The last thing Robbie Brennan could possibly have imagined was this. When taking over as co-manager of Kilmacud Crokes at the start of the season, along with former club-mate Johnny Magee, Brennan’s only concern was negotiating the ever-competitive Dublin football championship with a view towards winning back the title for the first time since 2010.
Both Brennan and Magee did bring considerable experience and loyalty to the Stillorgan club, county star Paul Mannion among those to sing their praises and single out their fresh approach and attitude this season. Duly tested along the way, particularly in the semi-final against 2015 champions Ballyboden St Enda’s, Crokes then beat southside rivals St Jude’s in the final on the October Bank Holiday Monday – Mannion’s 1-6, all from play, naturally leading the way.
So ended a sort of mini drought, given Crokes had won seven titles before that, since winning their first in 1992. Only then did Brennan realise the uncanny fate, or indeed cosmic coincidence, as this Sunday’s Leinster football quarter-final opponents presented themselves as St Peter’s Dunboyne, the Meath club to which Brennan transferred in 2002, later both played with and managed, and now considers home.
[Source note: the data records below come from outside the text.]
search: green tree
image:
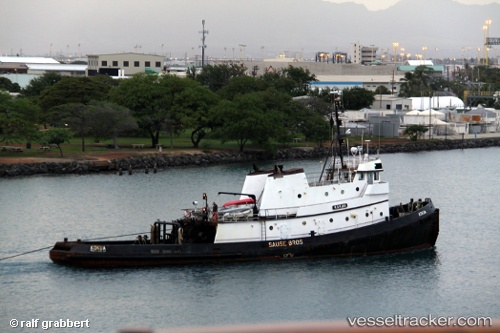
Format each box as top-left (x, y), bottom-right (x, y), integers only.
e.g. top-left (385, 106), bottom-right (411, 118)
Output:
top-left (38, 128), bottom-right (73, 157)
top-left (342, 87), bottom-right (375, 110)
top-left (38, 77), bottom-right (111, 128)
top-left (375, 86), bottom-right (391, 95)
top-left (213, 92), bottom-right (280, 151)
top-left (261, 66), bottom-right (317, 96)
top-left (404, 125), bottom-right (428, 141)
top-left (196, 64), bottom-right (247, 92)
top-left (399, 66), bottom-right (434, 97)
top-left (0, 91), bottom-right (38, 143)
top-left (172, 80), bottom-right (220, 148)
top-left (0, 76), bottom-right (21, 92)
top-left (217, 75), bottom-right (269, 100)
top-left (110, 74), bottom-right (195, 147)
top-left (86, 101), bottom-right (138, 148)
top-left (53, 103), bottom-right (92, 152)
top-left (21, 72), bottom-right (63, 97)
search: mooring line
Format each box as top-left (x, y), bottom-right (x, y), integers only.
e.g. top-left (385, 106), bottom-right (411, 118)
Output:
top-left (0, 232), bottom-right (147, 261)
top-left (0, 245), bottom-right (54, 261)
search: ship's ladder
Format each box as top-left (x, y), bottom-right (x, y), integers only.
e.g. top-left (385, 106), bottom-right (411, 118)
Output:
top-left (260, 221), bottom-right (266, 241)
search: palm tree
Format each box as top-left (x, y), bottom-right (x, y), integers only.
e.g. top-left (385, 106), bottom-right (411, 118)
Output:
top-left (399, 66), bottom-right (434, 97)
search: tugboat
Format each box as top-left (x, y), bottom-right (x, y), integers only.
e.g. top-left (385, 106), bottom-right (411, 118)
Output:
top-left (50, 111), bottom-right (439, 267)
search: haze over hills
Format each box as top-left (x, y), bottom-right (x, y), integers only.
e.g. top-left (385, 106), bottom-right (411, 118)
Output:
top-left (0, 0), bottom-right (500, 58)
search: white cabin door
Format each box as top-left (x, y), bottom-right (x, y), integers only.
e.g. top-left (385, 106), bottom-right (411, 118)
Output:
top-left (280, 223), bottom-right (288, 239)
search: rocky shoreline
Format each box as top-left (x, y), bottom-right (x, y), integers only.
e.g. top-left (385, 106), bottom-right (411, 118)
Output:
top-left (0, 137), bottom-right (500, 178)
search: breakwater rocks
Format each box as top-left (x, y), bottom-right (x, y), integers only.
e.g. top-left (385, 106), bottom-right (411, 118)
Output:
top-left (0, 138), bottom-right (500, 177)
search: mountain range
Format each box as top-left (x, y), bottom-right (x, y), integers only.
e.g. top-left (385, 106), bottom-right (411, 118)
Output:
top-left (0, 0), bottom-right (500, 58)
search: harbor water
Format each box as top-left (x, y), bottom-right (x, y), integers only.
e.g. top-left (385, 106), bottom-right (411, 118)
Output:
top-left (0, 148), bottom-right (500, 332)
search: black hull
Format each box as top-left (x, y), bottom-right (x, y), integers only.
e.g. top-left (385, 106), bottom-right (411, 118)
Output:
top-left (50, 202), bottom-right (439, 267)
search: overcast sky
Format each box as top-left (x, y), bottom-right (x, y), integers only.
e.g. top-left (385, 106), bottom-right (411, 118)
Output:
top-left (0, 0), bottom-right (500, 58)
top-left (326, 0), bottom-right (500, 10)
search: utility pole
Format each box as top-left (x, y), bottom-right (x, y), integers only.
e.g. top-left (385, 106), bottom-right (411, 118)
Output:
top-left (200, 20), bottom-right (208, 67)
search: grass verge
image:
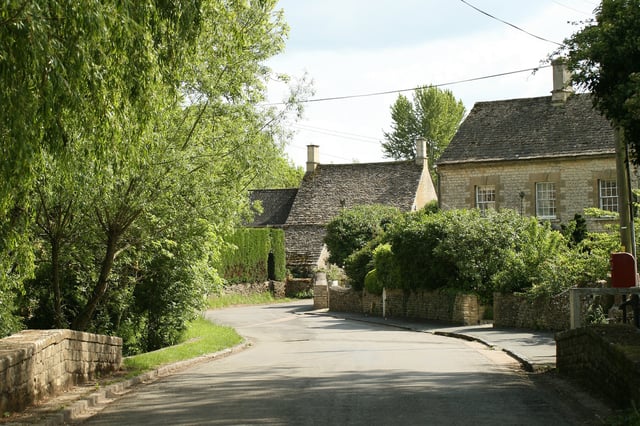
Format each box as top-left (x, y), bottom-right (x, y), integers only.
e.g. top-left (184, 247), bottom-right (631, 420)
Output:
top-left (123, 318), bottom-right (242, 377)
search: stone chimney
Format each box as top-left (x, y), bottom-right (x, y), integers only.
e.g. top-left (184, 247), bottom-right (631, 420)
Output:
top-left (551, 58), bottom-right (573, 104)
top-left (416, 137), bottom-right (428, 167)
top-left (307, 145), bottom-right (320, 173)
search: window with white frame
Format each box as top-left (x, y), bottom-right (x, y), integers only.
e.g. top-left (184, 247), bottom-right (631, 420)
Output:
top-left (536, 182), bottom-right (556, 219)
top-left (476, 185), bottom-right (496, 214)
top-left (598, 179), bottom-right (618, 212)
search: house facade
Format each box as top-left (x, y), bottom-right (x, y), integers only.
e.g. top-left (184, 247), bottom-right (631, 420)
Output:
top-left (251, 142), bottom-right (437, 276)
top-left (437, 60), bottom-right (635, 229)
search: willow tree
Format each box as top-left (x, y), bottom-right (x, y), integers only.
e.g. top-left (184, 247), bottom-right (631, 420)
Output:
top-left (0, 0), bottom-right (300, 340)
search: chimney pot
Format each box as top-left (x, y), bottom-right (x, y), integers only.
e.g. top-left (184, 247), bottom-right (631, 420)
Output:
top-left (551, 58), bottom-right (573, 103)
top-left (307, 145), bottom-right (320, 173)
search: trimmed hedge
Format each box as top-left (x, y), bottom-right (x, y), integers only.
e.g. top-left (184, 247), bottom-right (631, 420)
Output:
top-left (218, 228), bottom-right (286, 284)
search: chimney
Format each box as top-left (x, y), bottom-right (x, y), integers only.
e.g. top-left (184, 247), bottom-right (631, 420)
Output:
top-left (416, 137), bottom-right (428, 166)
top-left (307, 145), bottom-right (320, 173)
top-left (551, 58), bottom-right (573, 104)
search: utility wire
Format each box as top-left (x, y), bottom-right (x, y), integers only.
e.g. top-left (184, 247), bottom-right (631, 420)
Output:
top-left (460, 0), bottom-right (564, 46)
top-left (265, 65), bottom-right (551, 106)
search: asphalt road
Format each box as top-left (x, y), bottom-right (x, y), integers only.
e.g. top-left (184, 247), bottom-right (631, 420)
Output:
top-left (85, 303), bottom-right (596, 426)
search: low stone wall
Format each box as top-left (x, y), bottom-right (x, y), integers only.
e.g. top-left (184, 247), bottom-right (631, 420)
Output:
top-left (0, 330), bottom-right (122, 413)
top-left (556, 324), bottom-right (640, 407)
top-left (285, 278), bottom-right (314, 297)
top-left (329, 287), bottom-right (483, 325)
top-left (222, 278), bottom-right (313, 299)
top-left (493, 292), bottom-right (571, 331)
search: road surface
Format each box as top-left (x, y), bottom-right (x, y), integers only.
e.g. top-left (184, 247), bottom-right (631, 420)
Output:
top-left (85, 302), bottom-right (596, 426)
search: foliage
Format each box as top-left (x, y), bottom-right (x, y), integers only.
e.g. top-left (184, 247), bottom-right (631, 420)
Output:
top-left (344, 243), bottom-right (377, 291)
top-left (373, 243), bottom-right (403, 289)
top-left (364, 269), bottom-right (384, 295)
top-left (219, 228), bottom-right (286, 283)
top-left (559, 0), bottom-right (640, 162)
top-left (325, 205), bottom-right (400, 268)
top-left (382, 86), bottom-right (465, 176)
top-left (0, 0), bottom-right (302, 351)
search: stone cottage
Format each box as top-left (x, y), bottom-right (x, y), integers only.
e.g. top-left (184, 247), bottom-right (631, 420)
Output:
top-left (437, 63), bottom-right (618, 229)
top-left (251, 142), bottom-right (437, 275)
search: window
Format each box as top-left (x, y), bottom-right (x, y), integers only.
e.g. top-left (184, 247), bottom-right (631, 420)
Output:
top-left (598, 180), bottom-right (618, 212)
top-left (536, 182), bottom-right (556, 219)
top-left (476, 185), bottom-right (496, 214)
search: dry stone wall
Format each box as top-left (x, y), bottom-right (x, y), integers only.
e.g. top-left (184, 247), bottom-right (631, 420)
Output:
top-left (493, 292), bottom-right (571, 331)
top-left (329, 286), bottom-right (483, 325)
top-left (0, 330), bottom-right (122, 413)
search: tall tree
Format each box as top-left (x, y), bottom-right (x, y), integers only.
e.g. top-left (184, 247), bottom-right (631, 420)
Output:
top-left (0, 0), bottom-right (201, 331)
top-left (382, 86), bottom-right (465, 170)
top-left (556, 0), bottom-right (640, 254)
top-left (21, 0), bottom-right (298, 336)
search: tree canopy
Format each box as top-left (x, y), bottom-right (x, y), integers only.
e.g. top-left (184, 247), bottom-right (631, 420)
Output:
top-left (557, 0), bottom-right (640, 162)
top-left (382, 86), bottom-right (465, 175)
top-left (0, 0), bottom-right (296, 351)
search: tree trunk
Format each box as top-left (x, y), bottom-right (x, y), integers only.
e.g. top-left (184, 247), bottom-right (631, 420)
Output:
top-left (51, 235), bottom-right (65, 328)
top-left (614, 126), bottom-right (635, 255)
top-left (71, 229), bottom-right (122, 331)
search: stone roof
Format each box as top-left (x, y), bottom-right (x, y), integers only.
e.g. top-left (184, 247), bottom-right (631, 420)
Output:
top-left (437, 94), bottom-right (615, 165)
top-left (286, 161), bottom-right (423, 225)
top-left (247, 188), bottom-right (298, 227)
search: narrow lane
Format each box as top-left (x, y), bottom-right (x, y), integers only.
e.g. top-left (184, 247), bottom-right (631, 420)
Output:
top-left (86, 303), bottom-right (592, 425)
Dunboyne had come through an equally competitive Meath championship to win only their third county title since 1998, and first since 2005, overcoming a fancied Summerhill, the 2017 beaten finalists, in the final. They also had to get past Wexford champions Shelmaliers, in Wexford Park, in the first round, before ensuring home advantage at Páirc Tailteann against whoever came through the Dublin final.
Uncanny fate
Brennan’s uncanny fate doesn’t end there: both times Dunboyne came out of Meath before, in 1998 and 2005, they ended up playing and losing to Crokes in the Leinster championship. So in 1998, Brennan played alongside Magee in the Crokes team that beat them, before in 2005 playing on the Dunboyne team against Magee and the Crokes team, and losing.
Oh yeah – and still central to the Dunboyne team is their former county star David Gallagher, who this year won his third county medal 20 years after winning his first, and is now a brother-in-law of Brennan.
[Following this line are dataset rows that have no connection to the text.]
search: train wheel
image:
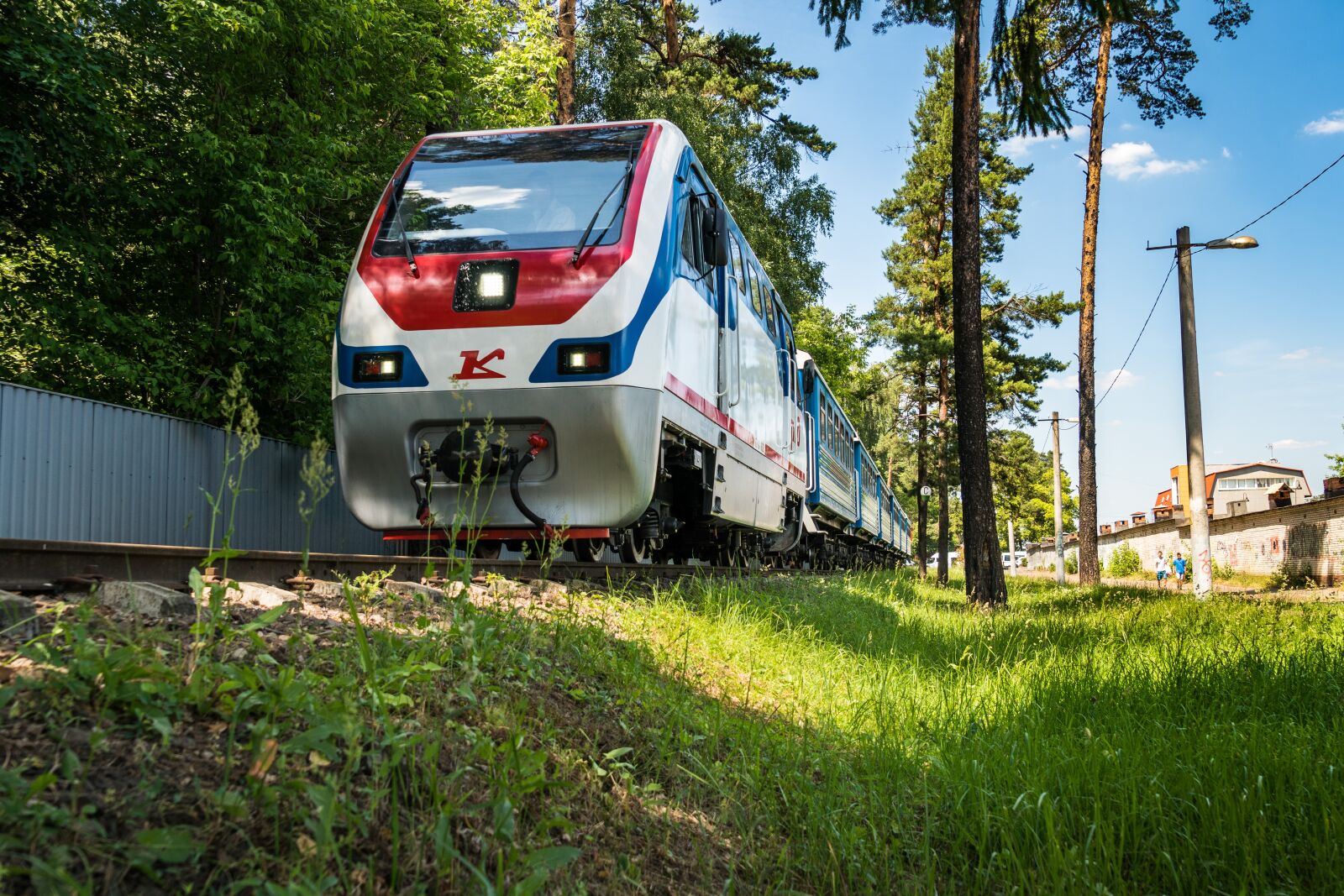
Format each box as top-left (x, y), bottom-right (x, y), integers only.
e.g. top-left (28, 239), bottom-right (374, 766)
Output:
top-left (621, 535), bottom-right (649, 563)
top-left (714, 545), bottom-right (743, 569)
top-left (569, 538), bottom-right (606, 563)
top-left (472, 542), bottom-right (502, 560)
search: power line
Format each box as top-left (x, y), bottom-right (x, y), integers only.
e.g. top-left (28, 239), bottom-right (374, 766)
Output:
top-left (1223, 153), bottom-right (1344, 239)
top-left (1094, 258), bottom-right (1183, 407)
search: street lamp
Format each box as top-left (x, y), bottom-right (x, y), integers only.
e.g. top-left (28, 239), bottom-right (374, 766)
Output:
top-left (1147, 227), bottom-right (1259, 598)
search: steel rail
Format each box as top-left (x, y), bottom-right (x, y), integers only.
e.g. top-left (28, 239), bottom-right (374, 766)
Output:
top-left (0, 538), bottom-right (805, 591)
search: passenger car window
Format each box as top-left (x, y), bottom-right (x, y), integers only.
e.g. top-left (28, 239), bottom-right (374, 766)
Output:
top-left (750, 267), bottom-right (764, 320)
top-left (728, 233), bottom-right (748, 293)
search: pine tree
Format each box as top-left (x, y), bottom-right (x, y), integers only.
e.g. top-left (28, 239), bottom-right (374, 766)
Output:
top-left (871, 45), bottom-right (1071, 583)
top-left (996, 0), bottom-right (1252, 584)
top-left (576, 0), bottom-right (843, 318)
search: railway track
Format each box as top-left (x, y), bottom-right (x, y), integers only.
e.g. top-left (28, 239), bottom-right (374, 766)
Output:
top-left (0, 538), bottom-right (795, 592)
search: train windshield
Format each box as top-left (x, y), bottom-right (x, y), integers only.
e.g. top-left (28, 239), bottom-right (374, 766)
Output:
top-left (374, 125), bottom-right (649, 255)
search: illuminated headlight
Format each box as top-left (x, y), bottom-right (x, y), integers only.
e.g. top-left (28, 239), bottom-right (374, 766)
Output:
top-left (453, 258), bottom-right (517, 312)
top-left (475, 271), bottom-right (504, 298)
top-left (559, 343), bottom-right (612, 376)
top-left (354, 352), bottom-right (402, 383)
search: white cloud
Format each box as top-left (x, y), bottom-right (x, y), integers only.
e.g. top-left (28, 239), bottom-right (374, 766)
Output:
top-left (999, 125), bottom-right (1087, 160)
top-left (1102, 141), bottom-right (1205, 180)
top-left (1278, 348), bottom-right (1315, 361)
top-left (1302, 109), bottom-right (1344, 137)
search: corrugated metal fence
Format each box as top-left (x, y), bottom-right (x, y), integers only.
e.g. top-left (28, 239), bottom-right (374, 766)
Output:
top-left (0, 383), bottom-right (385, 553)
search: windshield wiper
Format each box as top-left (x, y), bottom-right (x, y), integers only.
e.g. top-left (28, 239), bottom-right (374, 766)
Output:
top-left (396, 181), bottom-right (419, 277)
top-left (570, 146), bottom-right (634, 267)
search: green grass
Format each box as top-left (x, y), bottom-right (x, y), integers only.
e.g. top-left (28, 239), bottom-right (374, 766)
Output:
top-left (0, 574), bottom-right (1344, 893)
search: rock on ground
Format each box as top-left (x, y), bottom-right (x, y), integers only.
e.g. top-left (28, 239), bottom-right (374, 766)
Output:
top-left (97, 582), bottom-right (197, 619)
top-left (238, 582), bottom-right (298, 610)
top-left (0, 591), bottom-right (38, 641)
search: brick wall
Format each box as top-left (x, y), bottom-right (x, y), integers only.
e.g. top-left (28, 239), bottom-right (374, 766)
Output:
top-left (1026, 495), bottom-right (1344, 584)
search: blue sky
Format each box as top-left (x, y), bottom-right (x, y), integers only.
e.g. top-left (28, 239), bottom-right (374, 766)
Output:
top-left (701, 0), bottom-right (1344, 522)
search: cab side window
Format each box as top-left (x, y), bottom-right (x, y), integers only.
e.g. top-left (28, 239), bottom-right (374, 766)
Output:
top-left (751, 266), bottom-right (764, 320)
top-left (681, 168), bottom-right (714, 278)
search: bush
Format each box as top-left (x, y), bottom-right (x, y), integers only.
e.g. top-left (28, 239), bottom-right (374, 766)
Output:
top-left (1106, 542), bottom-right (1144, 579)
top-left (1266, 560), bottom-right (1319, 591)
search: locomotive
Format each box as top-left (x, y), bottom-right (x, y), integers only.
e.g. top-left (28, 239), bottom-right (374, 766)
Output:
top-left (332, 119), bottom-right (910, 567)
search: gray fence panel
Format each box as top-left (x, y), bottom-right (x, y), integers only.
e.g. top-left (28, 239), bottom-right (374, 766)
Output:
top-left (0, 383), bottom-right (390, 553)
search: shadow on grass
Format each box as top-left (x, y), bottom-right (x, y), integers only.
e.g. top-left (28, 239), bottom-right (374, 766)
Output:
top-left (634, 572), bottom-right (1183, 669)
top-left (470, 577), bottom-right (1344, 892)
“It’s very, very close to the bone,” Brennan said after the Dublin final, and realising Dunboyne were up next. Whatever conflicting emotions may be there are usually set aside in games like this, and Sunday should be no exception – particularly with the still-enduring Dublin-Meath rivalry.
Johnny is a huge character and obviously an icon in Kilmacud Crokes, so it has been deadly having him back in the management team
The Dunboyne team, incidentally, also includes Stuart Lowndes, brother of Dublin footballer Eric, their father also being a Dunboyne native, adding another little dash of the old county rivalry.
Mannion’s role with Crokes, meanwhile, is naturally central, but he’s also credited the arrival of Brennan and Magee for adding something fresh this season. Magee won three Leinster club titles with Crokes, in 2005, 2008 and 2010, plus the 2009 club All-Ireland, alongside his brother Darren. There are several playing survivors of that team, including goalkeeper David Nestor, Cian O’Sullivan, Ross O’Carroll and Pat Burke, while Paul Griffin is also part of the backroom team.
‘Good set-up’
“Yeah definitely, the lads that have come in, it’s been a really good set-up, a lot of former Crokes players there with Johnny, Robbie, Paul Griffin as well, so lots of familiar faces,” he said. “I think the lads appreciated that and everyone’s just fully behind the management team.
“It’s been a kind of a team in transition the last few years, so that coinciding with the new management as well has just really given lads a boost and given a lot of kind of optimism around the club about the team as well at the moment.
“Johnny is a huge character and obviously an icon in Kilmacud Crokes, so it has been deadly having him back in the management team, an extraordinary passionate man about the club and GAA in general, and that shines through in his management.”
Also driving Mannion is the realisation these chances don’t come around very often, even with some early perception of success: after losing the Dublin final in 2012, this year’s success is all they’ve tasted since. “Because Crokes had been in so many finals of so many championships in the years before that, you kind of thought this will come again and I’d get a chance. I didn’t think I’d be waiting another five, six years. It’s not that long but definitely I’ve been saying it to the younger lads in the team that these don’t come around too often at all.”
Also inspiring Dunboyne this season is the fate of former club chairman Sean Cox, who endured serious injury after he was attacked by Roma supporters as he was making his way to Anfield for the Champions League semi-final last April. As part of a fund-raising effort it has been agreed Jim Gavin’s Dublin team will face Meath in a challenge game in Páirc Tailteann on Sunday Decemeber 16th, full details to be confirmed.